As you may realize (See previous posts, Storage Vendors to Watch: Storewiz. I and SVW: Storewiz. Q&A. and resulting comments), compression doesn't seem to get much love in storage industry with primary concerns being CPU utilization and performance impacts. How does Storewiz implement compression?
There is not enough information available from Storewiz on compression methodology and implementation. Most of the information below comes from Storewiz patent applications, specifically Method and System for Compression of Files for Storage and Operation on Compressed Files [US 2006/0184505 A1].
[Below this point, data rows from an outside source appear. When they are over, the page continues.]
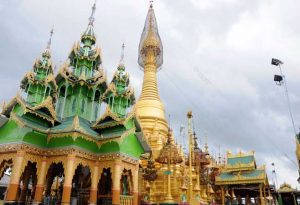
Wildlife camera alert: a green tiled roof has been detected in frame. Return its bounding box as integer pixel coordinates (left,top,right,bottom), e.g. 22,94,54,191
219,170,265,180
50,117,100,138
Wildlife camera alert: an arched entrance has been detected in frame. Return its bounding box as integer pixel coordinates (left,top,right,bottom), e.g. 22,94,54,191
43,162,64,205
97,168,112,205
120,169,133,205
0,159,13,201
18,161,37,204
71,164,91,205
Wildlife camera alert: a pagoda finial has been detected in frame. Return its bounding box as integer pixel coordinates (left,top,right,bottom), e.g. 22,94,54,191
204,135,208,152
89,0,96,25
149,0,153,8
120,42,125,64
47,27,54,49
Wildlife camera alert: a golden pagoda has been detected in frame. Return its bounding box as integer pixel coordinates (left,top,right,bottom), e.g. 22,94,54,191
135,4,168,158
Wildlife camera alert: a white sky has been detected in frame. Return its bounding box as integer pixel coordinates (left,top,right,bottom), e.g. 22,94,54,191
0,0,300,186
ABSTRACT. A method and system for creating, reading and writing compressed files for use with a file access storage. The compressed data of a raw file are packed into a plurality of compressed units and stored as compressed files. One or more corresponding compressed units may be read and/or updated with no need for restoring the entire file whilst maintaining de-fragmented structure of the compressed file.The segments of an original file are sequentially compressed, by segment, into series of compression logical units (CLUs). The metadata for compressed section and corresponding CLUs are stored in a separate table.
Reading data stored in a compressed file requires identifying relevant compressed segment then CLUs belonging to that segment. Then, applicable CLUs are restored until all data that need to be read is restored.
Updating data stored in a compressed file follows the similar process as read. But, it involves a little more complexity as number of CLUs that need to be written after update can change from original number of CLUs restored.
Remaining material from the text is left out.